俺は、カレジの厚意でこの家にしばらく泊まることになった。
理由としては、この家は俺が倒れたところから更に人里から離れており、出てくる魔物も強力なため無事に帰れる保証がないこと、俺がこの世界の常識をほとんど知らないこと。そして何より、子供が魔境に赴くにしてはあまりにもレベルが低かったことが挙げられる。
俺のレベルは、カレジの鑑定だと7。
そこら辺の農民でももう少しレベルは高いらしい。
「……剣の補正で、実際のレベルは96程度らしいが。」
レベル96といえば、並大抵の兵士なら瞬殺できる程だという。何か申し訳ない気分になってくるチート振りだ。
とは言っても、まだ戦闘をしていないのでそんなにステータスの上昇は感じられていないのだが……
当然、そんな子供がこの魔境で生き抜くなら、保護者はいないといけないというのがカレジの主張だった。
俺がこの森でレベルを上げないといけないのは当初から変わらないので、そのような人が居てくれると言うのはとても心強い。
家事を手伝うことが条件、と言われたが、そんなこと俺にとっては朝飯前以外の何物でもない。
昼、カレジの家にあるもので適当に料理を作ったら、美味しいと驚かれたくらいだ。
……ちなみに、保護者ヅラをする彼女にさすがに年齢を聞くことは出来なかった。
(ま、幸運だったんじゃないの?カレジとかいう女、多分めちゃくちゃ強いわよ。レベルしか言ってなかったから私の補正による身体能力の上昇は見えてないみたいだけど、強い人が味方にいることほど心強いものはないわ。)

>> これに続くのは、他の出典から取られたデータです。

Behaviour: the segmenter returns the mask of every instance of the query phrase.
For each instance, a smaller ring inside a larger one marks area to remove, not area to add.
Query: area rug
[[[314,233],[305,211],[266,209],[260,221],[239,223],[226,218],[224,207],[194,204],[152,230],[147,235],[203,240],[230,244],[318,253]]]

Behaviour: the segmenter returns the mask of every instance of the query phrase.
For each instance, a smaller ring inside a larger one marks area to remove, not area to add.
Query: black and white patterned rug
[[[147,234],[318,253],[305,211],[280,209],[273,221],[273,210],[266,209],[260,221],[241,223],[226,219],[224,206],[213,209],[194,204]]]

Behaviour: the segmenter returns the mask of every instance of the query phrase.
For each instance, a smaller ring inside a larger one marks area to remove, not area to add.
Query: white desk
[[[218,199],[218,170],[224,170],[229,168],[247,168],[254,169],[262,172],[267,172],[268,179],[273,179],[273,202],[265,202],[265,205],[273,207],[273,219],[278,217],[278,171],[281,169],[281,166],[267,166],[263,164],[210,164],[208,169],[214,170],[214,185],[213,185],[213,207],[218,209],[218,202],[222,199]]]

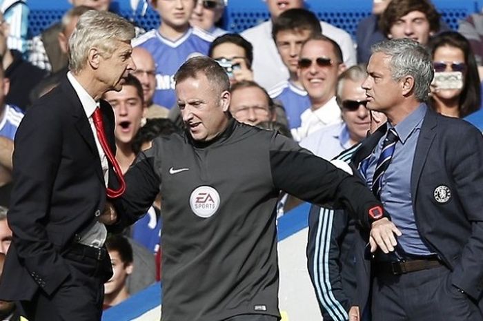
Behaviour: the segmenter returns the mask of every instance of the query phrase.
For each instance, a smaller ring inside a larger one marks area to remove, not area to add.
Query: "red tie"
[[[99,142],[101,144],[101,146],[103,150],[104,150],[108,159],[114,167],[114,171],[119,182],[119,188],[117,190],[113,190],[108,187],[106,191],[108,197],[110,198],[119,197],[126,191],[126,182],[124,182],[124,177],[122,175],[119,164],[117,164],[116,158],[112,155],[112,152],[111,152],[109,148],[108,141],[106,139],[106,134],[104,133],[104,126],[102,124],[102,113],[101,113],[101,108],[99,107],[96,108],[94,114],[92,114],[92,120],[94,120],[94,126],[96,128],[96,132],[97,132]]]

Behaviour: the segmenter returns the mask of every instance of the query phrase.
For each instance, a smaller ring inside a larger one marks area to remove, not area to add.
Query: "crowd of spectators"
[[[10,2],[14,3],[0,1],[0,138],[6,139],[0,141],[0,205],[5,206],[11,184],[9,139],[32,103],[65,76],[68,39],[79,17],[107,10],[110,1],[71,0],[72,8],[61,21],[30,39],[26,1]],[[411,38],[427,46],[435,70],[428,105],[435,111],[465,117],[481,108],[481,13],[462,21],[459,33],[449,30],[429,0],[374,0],[372,14],[359,21],[353,39],[318,19],[303,0],[266,0],[270,19],[239,35],[220,27],[230,6],[226,0],[150,0],[149,5],[161,24],[137,29],[137,69],[121,91],[103,97],[115,110],[116,158],[123,173],[157,135],[182,130],[174,75],[195,55],[208,55],[225,68],[231,85],[229,110],[237,120],[278,130],[328,159],[359,143],[369,129],[361,84],[371,45],[384,39]],[[8,228],[2,227],[2,211],[1,233]],[[161,217],[159,195],[126,237],[108,239],[115,277],[106,284],[106,308],[160,280]],[[0,237],[4,253],[8,240]],[[3,310],[14,314],[4,307],[0,302],[0,315]]]

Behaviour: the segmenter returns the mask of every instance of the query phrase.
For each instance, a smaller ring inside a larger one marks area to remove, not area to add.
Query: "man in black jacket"
[[[366,225],[382,208],[359,180],[295,142],[236,121],[214,60],[188,60],[175,80],[186,132],[155,139],[115,202],[135,220],[163,197],[163,320],[278,320],[280,191],[344,206]]]

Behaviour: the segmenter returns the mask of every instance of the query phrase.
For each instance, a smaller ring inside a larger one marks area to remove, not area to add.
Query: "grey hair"
[[[367,77],[366,65],[365,64],[359,64],[353,66],[348,69],[346,69],[340,74],[337,79],[337,89],[335,91],[335,100],[337,104],[340,106],[342,103],[342,88],[345,83],[345,80],[352,80],[353,81],[361,81]]]
[[[419,101],[428,99],[429,86],[434,77],[431,57],[416,41],[407,38],[386,40],[371,47],[373,53],[387,55],[393,79],[406,76],[414,78],[414,95]]]
[[[0,206],[0,221],[7,220],[7,212],[8,212],[8,208]]]
[[[74,73],[82,70],[92,48],[110,55],[117,41],[128,42],[134,37],[134,26],[125,19],[109,12],[88,10],[79,18],[69,39],[69,68]]]

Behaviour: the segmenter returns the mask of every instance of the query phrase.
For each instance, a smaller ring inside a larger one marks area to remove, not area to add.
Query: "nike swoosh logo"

なんと、【雷撃の天使】ですら、弱体化した今彼女とタイマンを張れば勝率は5分らしい。そこまで強いなら、たしかに安心できる。
六道天使の一角と同等なら、ただものでは無いことは確かだろう。
そんな人が俺のレベル上げの手伝いをしてくれて、しかも衣食住を保証してくれるのだからありがたい。
今日だけで、とんでもない幸運が2つも降り掛かっている。
「……ついに、俺にも運が向いてきたってことかな。」
フラグにしか聞こえない発言をして、俺はそのまま今日の朝寝ていた客室の、ふかふかのベッドにゆっくりと倒れ込む。

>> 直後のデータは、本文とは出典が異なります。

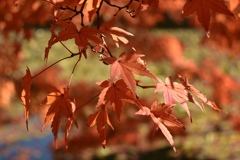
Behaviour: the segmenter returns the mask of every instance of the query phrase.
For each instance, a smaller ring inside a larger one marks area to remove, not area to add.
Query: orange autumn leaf
[[[89,115],[87,119],[87,125],[92,127],[94,125],[97,126],[98,134],[100,136],[100,140],[102,143],[103,148],[106,146],[106,138],[107,138],[107,126],[109,125],[112,129],[113,126],[108,118],[108,112],[106,106],[102,105],[100,110],[94,114]]]
[[[163,92],[164,103],[166,104],[174,104],[175,101],[179,103],[192,121],[188,104],[186,103],[189,101],[189,96],[191,95],[185,90],[182,84],[173,82],[171,77],[167,77],[165,83],[158,78],[155,92]]]
[[[127,85],[122,79],[118,80],[116,83],[113,83],[110,86],[105,85],[106,82],[108,84],[108,81],[103,81],[99,83],[99,85],[102,86],[104,89],[99,95],[99,100],[96,107],[99,107],[101,105],[110,105],[113,108],[115,114],[117,115],[118,121],[120,121],[123,101],[135,104],[139,108],[142,107],[142,104],[136,98],[136,95],[133,95],[131,90],[127,87]]]
[[[187,78],[183,78],[181,76],[178,76],[178,78],[179,78],[180,82],[184,85],[186,90],[188,90],[190,93],[195,95],[201,101],[201,103],[204,103],[204,104],[210,106],[211,108],[213,108],[216,111],[219,111],[219,112],[221,111],[221,109],[218,108],[214,102],[208,100],[208,98],[205,95],[203,95],[197,88],[195,88],[193,85],[189,84]],[[191,101],[191,102],[198,105],[202,109],[202,111],[204,111],[204,106],[202,104],[199,104],[195,99],[193,99],[193,101]]]
[[[52,24],[52,36],[48,41],[48,46],[45,49],[45,59],[47,59],[48,52],[55,43],[66,41],[69,39],[74,39],[76,45],[81,50],[87,49],[89,42],[93,42],[96,45],[102,46],[102,41],[97,37],[99,31],[96,28],[89,28],[87,26],[84,26],[80,30],[78,30],[78,28],[72,21],[66,22],[60,19],[58,19],[56,23],[60,25],[63,29],[60,30],[58,34],[55,34],[55,24]]]
[[[67,118],[65,141],[71,127],[72,122],[78,127],[77,121],[74,118],[74,111],[76,109],[75,103],[71,102],[68,97],[68,88],[64,88],[63,92],[57,91],[50,93],[43,101],[42,104],[50,105],[48,112],[46,114],[44,124],[42,126],[42,131],[46,125],[52,121],[51,128],[54,136],[55,145],[57,148],[57,135],[60,127],[60,120],[63,116]],[[67,148],[67,143],[66,143]]]
[[[101,26],[100,31],[102,31],[106,35],[110,35],[117,47],[119,47],[119,41],[121,41],[124,44],[128,44],[129,41],[124,36],[133,36],[133,34],[119,27],[115,27],[114,21],[115,20],[112,19],[111,21],[104,23]]]
[[[136,94],[136,80],[133,73],[141,76],[148,76],[155,82],[155,76],[147,69],[146,63],[141,59],[141,57],[144,57],[144,55],[136,53],[122,53],[119,56],[119,59],[116,57],[103,58],[103,61],[111,64],[109,85],[114,83],[118,78],[121,78],[129,87],[131,92]]]
[[[182,16],[186,17],[196,12],[198,21],[205,31],[209,32],[210,10],[235,17],[222,0],[187,0]]]
[[[28,118],[29,118],[29,108],[30,108],[30,90],[32,84],[32,76],[29,68],[26,69],[26,75],[22,78],[21,100],[24,106],[26,127],[28,130]]]
[[[172,105],[172,104],[157,104],[157,102],[154,102],[151,106],[151,109],[149,109],[147,107],[143,107],[142,109],[137,111],[135,114],[143,115],[143,116],[150,116],[152,121],[155,124],[155,130],[158,130],[158,128],[159,128],[162,131],[163,135],[166,137],[168,142],[173,147],[173,150],[176,152],[173,137],[166,126],[180,127],[182,129],[185,129],[185,127],[172,114],[173,107],[174,107],[174,105]]]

それはあまりにも懐かしくて、涙が出そうなくらい気持ちのいい寝心地で。俺は静かに、安らかな気持ちで目を閉じた。
この後何が待ち受けているかなど、想像もせずに。
―――次の日。
「うわぁぁぁぁぁぁぁぁぁ!!!」
真昼間。巨木の根に足を取られながら、俺は必死にフィラル大森林を全力疾走していた。
必死に前だけを見て、人間離れした速度で進んでいく俺の背後から響くのは轟音。爆音。そして、何かが吠える凶悪な声。

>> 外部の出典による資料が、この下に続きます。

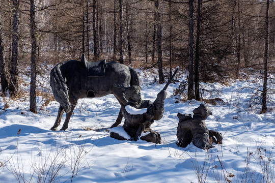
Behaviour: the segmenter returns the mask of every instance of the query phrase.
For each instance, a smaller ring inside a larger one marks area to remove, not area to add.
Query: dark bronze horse
[[[81,62],[71,60],[57,64],[51,70],[50,84],[56,100],[60,103],[54,125],[50,129],[57,130],[62,114],[66,112],[62,128],[68,128],[69,120],[78,99],[95,98],[114,94],[120,105],[128,102],[122,88],[140,85],[138,73],[132,68],[115,62],[88,62],[84,54]],[[116,123],[117,126],[122,119],[121,109]]]

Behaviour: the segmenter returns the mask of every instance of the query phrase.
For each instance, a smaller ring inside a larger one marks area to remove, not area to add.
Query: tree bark
[[[115,60],[117,55],[117,11],[116,0],[114,1],[114,55],[113,59]]]
[[[9,89],[9,83],[6,73],[6,67],[4,60],[4,46],[2,41],[2,25],[1,17],[1,9],[0,8],[0,78],[1,79],[1,90],[4,96],[7,95]]]
[[[194,98],[194,1],[189,0],[188,100]]]
[[[238,43],[237,49],[237,68],[236,70],[236,78],[238,79],[240,75],[240,50],[241,50],[241,36],[240,36],[240,0],[238,0],[238,36],[236,42]]]
[[[152,62],[154,63],[155,62],[155,52],[156,51],[156,13],[155,13],[155,16],[154,17],[154,31],[153,32],[153,40],[152,40]]]
[[[130,34],[130,20],[131,20],[131,16],[129,14],[129,6],[128,2],[126,3],[126,16],[127,16],[127,47],[128,47],[128,57],[129,59],[129,64],[132,64],[132,51],[131,49],[131,36]]]
[[[88,60],[90,59],[90,46],[89,46],[89,40],[90,40],[90,37],[89,37],[89,7],[88,7],[89,4],[88,4],[88,1],[87,0],[86,1],[86,36],[87,37],[87,57]]]
[[[35,12],[34,0],[30,1],[30,20],[31,20],[31,38],[32,39],[32,55],[31,57],[31,86],[30,91],[30,110],[36,113],[36,35],[35,27]]]
[[[12,50],[11,65],[11,80],[10,82],[10,93],[11,97],[15,97],[18,89],[18,69],[17,68],[18,58],[18,20],[19,0],[13,0],[13,14],[12,18]]]
[[[94,60],[98,58],[98,40],[96,23],[96,1],[93,1],[93,32],[94,33]]]
[[[82,3],[82,53],[85,53],[85,1],[83,0]]]
[[[122,25],[122,0],[119,0],[119,63],[123,64],[123,26]]]
[[[161,24],[159,13],[159,4],[158,0],[155,2],[156,10],[156,20],[157,22],[157,66],[158,68],[158,83],[162,84],[164,82],[164,78],[162,71],[162,50],[161,50]]]
[[[268,16],[269,12],[269,0],[266,1],[266,12],[265,14],[265,44],[264,44],[264,81],[263,85],[263,93],[262,93],[262,106],[261,113],[266,113],[267,110],[266,106],[266,93],[267,92],[267,64],[268,58]]]
[[[194,62],[194,84],[195,98],[197,101],[200,100],[200,73],[199,65],[200,59],[200,42],[201,34],[201,9],[202,0],[198,1],[198,15],[197,17],[197,35],[196,41],[195,59]]]

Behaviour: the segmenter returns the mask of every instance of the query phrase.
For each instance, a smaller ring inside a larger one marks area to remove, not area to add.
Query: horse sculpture
[[[60,130],[68,128],[69,121],[78,99],[101,97],[113,94],[121,105],[128,101],[121,89],[140,85],[138,73],[133,69],[116,62],[88,62],[84,54],[81,62],[70,60],[58,64],[50,72],[50,85],[56,100],[60,103],[58,115],[51,130],[56,131],[62,115],[66,119]],[[122,119],[121,109],[111,128]]]

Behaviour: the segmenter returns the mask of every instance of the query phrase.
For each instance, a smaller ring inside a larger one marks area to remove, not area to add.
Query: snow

レベル実質96のステータスですら、振り切れないほど猛スピードで俺を追ってくるのは―――
Bランク、2mほどの巨体を誇る、凶悪な顔をした豚人。それが、約12体。
「こんなの、聞いてないぞ、カレジいいいい!!!!」
―――カレジの家に居候して2日目、俺は「レベル上げ訓練」の名目で、とんでもないスパルタ訓練を受けていた。